Former President Clinton Labor Secretary Robert Reich summed it up saying,
How can the stock market hit new highs at the same time unemployment is hitting new highs? Simple. The market is up because corporate earnings are up. Corporate earnings are up because companies are cutting costs. And the biggest single cost they’re cutting is their payrolls. So they let people go and, presto, their balance sheets look better and their stock prices rise.

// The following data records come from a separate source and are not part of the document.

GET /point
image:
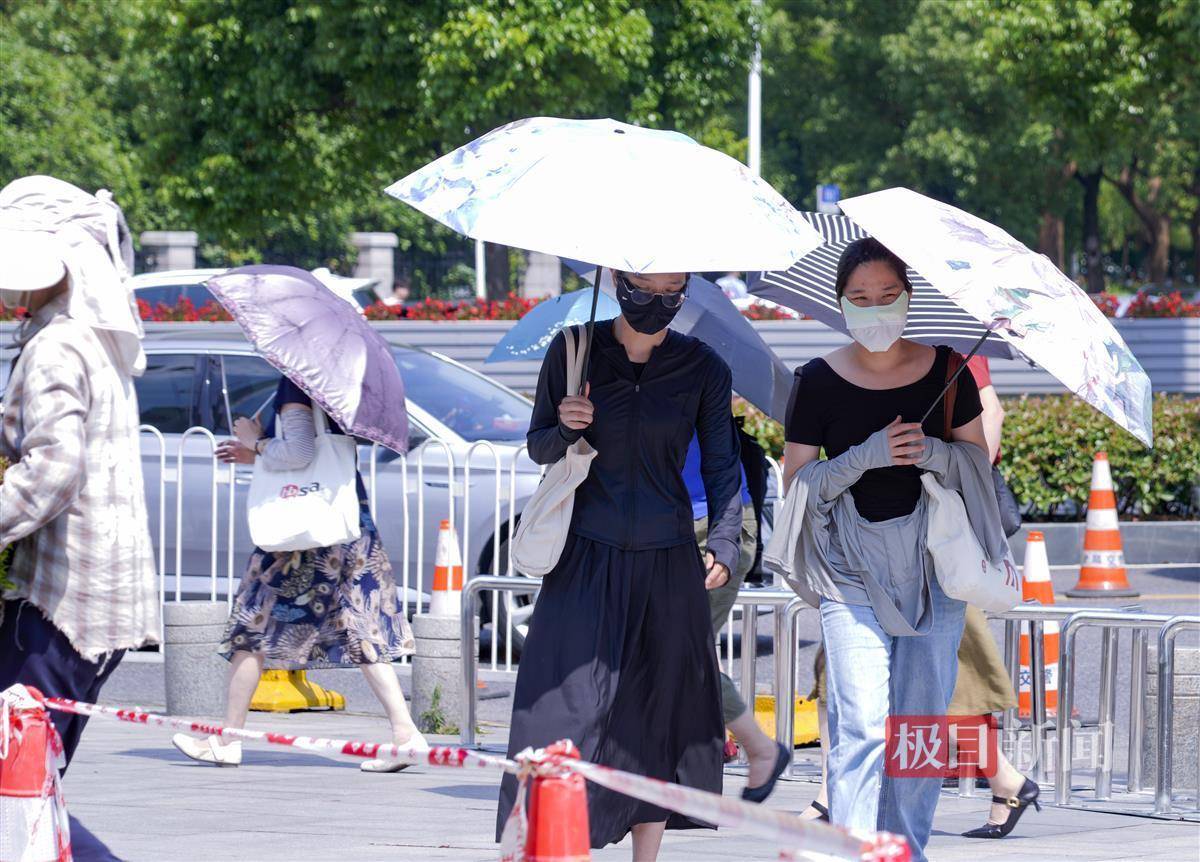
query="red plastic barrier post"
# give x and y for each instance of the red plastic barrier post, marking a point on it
(31, 807)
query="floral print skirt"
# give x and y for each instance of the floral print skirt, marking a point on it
(327, 606)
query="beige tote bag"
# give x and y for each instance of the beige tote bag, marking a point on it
(546, 519)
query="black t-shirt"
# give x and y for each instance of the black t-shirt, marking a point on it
(831, 412)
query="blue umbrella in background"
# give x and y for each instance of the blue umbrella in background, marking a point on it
(532, 335)
(759, 375)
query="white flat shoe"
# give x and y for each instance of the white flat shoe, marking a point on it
(384, 765)
(209, 750)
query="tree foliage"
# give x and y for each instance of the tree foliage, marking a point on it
(271, 126)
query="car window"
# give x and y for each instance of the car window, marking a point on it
(167, 391)
(171, 294)
(469, 405)
(250, 384)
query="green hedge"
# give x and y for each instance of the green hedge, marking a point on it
(1048, 449)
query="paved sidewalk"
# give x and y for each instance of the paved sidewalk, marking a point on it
(148, 802)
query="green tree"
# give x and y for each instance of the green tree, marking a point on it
(63, 106)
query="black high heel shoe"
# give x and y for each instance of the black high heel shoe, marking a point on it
(1017, 804)
(760, 794)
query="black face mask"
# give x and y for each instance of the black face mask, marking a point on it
(646, 318)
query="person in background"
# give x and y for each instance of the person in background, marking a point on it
(767, 759)
(984, 686)
(325, 606)
(72, 503)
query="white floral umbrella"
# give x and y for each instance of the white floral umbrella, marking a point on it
(993, 276)
(619, 196)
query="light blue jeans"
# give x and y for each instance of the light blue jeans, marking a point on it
(870, 674)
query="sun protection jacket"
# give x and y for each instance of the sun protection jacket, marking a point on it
(634, 497)
(826, 550)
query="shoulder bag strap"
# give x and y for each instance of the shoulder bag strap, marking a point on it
(953, 363)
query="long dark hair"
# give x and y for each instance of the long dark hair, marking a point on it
(868, 250)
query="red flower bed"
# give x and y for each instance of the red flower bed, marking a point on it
(759, 311)
(184, 311)
(513, 307)
(1149, 305)
(1107, 303)
(1165, 305)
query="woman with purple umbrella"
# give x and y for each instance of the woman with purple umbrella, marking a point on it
(323, 606)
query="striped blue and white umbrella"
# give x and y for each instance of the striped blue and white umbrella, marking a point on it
(808, 287)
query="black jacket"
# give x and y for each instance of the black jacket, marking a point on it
(635, 497)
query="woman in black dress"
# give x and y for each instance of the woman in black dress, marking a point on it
(621, 657)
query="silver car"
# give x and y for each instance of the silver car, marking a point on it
(199, 378)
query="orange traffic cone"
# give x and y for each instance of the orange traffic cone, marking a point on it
(1036, 586)
(447, 599)
(1103, 570)
(558, 815)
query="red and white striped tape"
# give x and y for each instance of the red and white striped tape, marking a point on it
(438, 755)
(799, 837)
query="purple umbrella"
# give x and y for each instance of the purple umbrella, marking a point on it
(323, 345)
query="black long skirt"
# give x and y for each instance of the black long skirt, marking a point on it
(621, 659)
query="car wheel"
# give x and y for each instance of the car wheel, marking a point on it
(515, 609)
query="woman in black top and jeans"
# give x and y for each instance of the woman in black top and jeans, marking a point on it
(891, 634)
(621, 657)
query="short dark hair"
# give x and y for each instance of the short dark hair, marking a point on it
(868, 250)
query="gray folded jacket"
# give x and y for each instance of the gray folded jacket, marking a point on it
(826, 550)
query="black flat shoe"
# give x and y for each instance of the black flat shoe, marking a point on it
(1017, 806)
(762, 791)
(820, 809)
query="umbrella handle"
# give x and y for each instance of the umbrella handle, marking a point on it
(592, 323)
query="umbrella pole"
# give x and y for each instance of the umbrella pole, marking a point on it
(961, 369)
(592, 323)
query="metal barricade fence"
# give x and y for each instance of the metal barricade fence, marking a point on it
(1110, 622)
(1164, 749)
(418, 506)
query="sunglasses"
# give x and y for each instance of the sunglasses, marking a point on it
(640, 297)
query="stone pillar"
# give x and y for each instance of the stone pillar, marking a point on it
(377, 258)
(197, 678)
(437, 672)
(1186, 737)
(169, 249)
(544, 276)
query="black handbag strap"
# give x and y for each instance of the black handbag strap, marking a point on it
(954, 364)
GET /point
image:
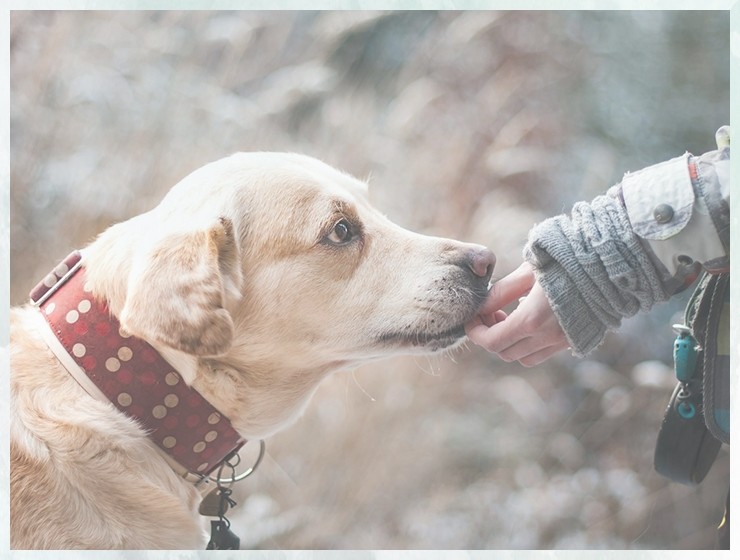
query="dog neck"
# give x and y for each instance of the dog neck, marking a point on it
(111, 364)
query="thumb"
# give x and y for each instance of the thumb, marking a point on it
(510, 288)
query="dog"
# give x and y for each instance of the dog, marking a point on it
(254, 278)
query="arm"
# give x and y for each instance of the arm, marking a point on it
(639, 244)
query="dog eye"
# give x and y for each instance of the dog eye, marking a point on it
(342, 233)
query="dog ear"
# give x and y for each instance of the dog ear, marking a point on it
(177, 292)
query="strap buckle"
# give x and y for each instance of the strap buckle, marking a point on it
(56, 279)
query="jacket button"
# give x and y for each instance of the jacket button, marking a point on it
(663, 213)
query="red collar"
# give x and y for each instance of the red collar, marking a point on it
(132, 375)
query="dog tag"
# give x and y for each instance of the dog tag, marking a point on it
(221, 537)
(214, 504)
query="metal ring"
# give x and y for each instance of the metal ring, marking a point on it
(232, 479)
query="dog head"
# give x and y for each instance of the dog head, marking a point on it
(277, 265)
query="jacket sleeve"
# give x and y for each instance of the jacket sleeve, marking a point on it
(646, 239)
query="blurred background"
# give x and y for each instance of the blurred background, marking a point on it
(472, 125)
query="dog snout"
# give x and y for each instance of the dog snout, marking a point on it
(481, 262)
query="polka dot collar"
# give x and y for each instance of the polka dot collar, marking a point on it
(131, 374)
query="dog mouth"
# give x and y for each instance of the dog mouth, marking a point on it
(429, 340)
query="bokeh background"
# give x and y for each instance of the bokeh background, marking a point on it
(473, 125)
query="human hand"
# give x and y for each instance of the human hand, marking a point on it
(530, 334)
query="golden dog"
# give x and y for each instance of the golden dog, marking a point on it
(255, 277)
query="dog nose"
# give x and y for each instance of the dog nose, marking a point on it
(481, 261)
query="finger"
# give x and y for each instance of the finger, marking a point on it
(542, 355)
(499, 336)
(531, 346)
(510, 288)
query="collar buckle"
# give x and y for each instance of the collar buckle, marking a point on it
(56, 279)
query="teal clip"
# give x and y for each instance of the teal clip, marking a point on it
(684, 353)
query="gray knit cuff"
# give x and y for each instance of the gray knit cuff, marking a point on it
(593, 269)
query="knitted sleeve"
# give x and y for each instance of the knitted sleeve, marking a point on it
(594, 269)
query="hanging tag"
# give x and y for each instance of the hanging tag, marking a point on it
(214, 504)
(685, 449)
(684, 353)
(221, 536)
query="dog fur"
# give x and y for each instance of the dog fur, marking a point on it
(256, 276)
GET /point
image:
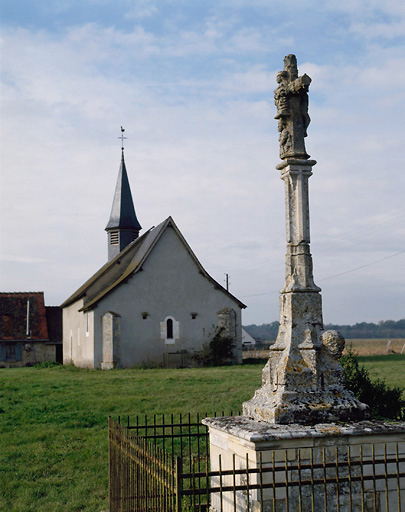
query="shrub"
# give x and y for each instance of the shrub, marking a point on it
(218, 352)
(384, 402)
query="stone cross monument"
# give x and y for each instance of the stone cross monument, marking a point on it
(303, 381)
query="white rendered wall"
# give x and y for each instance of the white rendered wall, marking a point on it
(78, 336)
(169, 285)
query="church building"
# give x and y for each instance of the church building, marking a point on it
(152, 302)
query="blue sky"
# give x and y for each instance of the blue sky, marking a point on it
(192, 83)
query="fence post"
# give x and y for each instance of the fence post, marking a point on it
(179, 483)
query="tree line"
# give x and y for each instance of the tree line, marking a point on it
(383, 329)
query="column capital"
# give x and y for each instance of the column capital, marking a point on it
(295, 162)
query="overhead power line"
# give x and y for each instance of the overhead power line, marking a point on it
(335, 275)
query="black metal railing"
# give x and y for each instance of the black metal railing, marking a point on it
(164, 464)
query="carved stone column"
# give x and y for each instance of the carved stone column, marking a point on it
(303, 381)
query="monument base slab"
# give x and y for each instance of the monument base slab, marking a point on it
(328, 466)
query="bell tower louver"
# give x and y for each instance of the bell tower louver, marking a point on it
(123, 226)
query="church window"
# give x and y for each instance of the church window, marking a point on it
(114, 237)
(11, 352)
(169, 328)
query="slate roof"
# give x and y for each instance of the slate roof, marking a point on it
(123, 212)
(127, 263)
(13, 316)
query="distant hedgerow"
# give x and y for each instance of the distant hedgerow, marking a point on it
(384, 402)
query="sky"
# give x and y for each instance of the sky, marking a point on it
(192, 83)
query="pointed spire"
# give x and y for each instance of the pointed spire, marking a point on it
(123, 226)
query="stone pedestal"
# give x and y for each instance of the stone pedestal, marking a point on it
(340, 467)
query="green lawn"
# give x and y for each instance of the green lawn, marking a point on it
(53, 422)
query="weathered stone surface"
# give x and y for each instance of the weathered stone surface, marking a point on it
(303, 381)
(238, 441)
(291, 99)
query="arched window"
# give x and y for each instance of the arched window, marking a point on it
(169, 329)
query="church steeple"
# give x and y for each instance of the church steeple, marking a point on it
(123, 226)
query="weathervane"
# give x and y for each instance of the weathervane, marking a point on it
(122, 138)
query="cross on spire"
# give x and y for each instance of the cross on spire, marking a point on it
(122, 138)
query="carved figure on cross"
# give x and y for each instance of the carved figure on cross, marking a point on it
(291, 100)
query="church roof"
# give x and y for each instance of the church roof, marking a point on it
(123, 212)
(127, 263)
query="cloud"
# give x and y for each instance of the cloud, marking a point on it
(196, 100)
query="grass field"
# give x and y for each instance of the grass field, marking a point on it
(361, 347)
(53, 422)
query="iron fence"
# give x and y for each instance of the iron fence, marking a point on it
(164, 464)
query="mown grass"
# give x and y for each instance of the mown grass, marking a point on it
(53, 423)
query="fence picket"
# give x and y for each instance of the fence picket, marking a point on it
(144, 477)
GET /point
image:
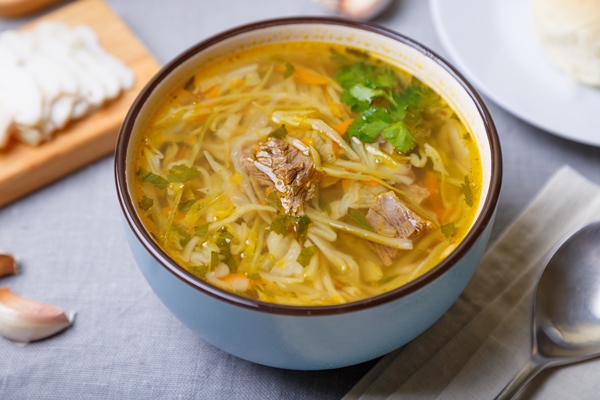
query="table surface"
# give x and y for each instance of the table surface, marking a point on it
(70, 243)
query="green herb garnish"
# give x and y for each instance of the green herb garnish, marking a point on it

While Reich articulates the process well, his cynical tone comes from his general philosophy that more government intervention is needed to solve the global economic problems. According to his view, large corporations that emphasize greed and profits over social justice are part of the problem. Without getting into a debate on various approaches to political economics, let’s just say that for investors looking to invest in companies maximizing profit, now has the potential to be a great time to invest. After all, corporations have succeeded in significantly cutting expenses and are now very lean. This means that not only are they more agile and able to quickly adapt to changes in the marketplace, but when the overall economy starts improving, they are poised to post very strong profit growth. In fact, in the midst of quarterly earnings reports, we are witnessing company after company handily beating their earnings forecasts, and the companies themselves are becoming more optimistic on their own business prospects going forward. For investors looking to make money, this is the bottom line.
The End of the World
Another reason that we could potentially see the stock market continue to climb is that it is just getting back to more realistic levels that it was at when the market crashed. In February 2009, investors and fund managers finally capitulated and sold everything in a panic anticipating the end of the world. Well, believe it or not, the sun kept rising every morning and the world continues. Investors took a deep breath and realized that it was time to be rational once again and that there was no reason for stock prices to be so low. So, they started – and continue – to buy back the stocks they had just thrown out.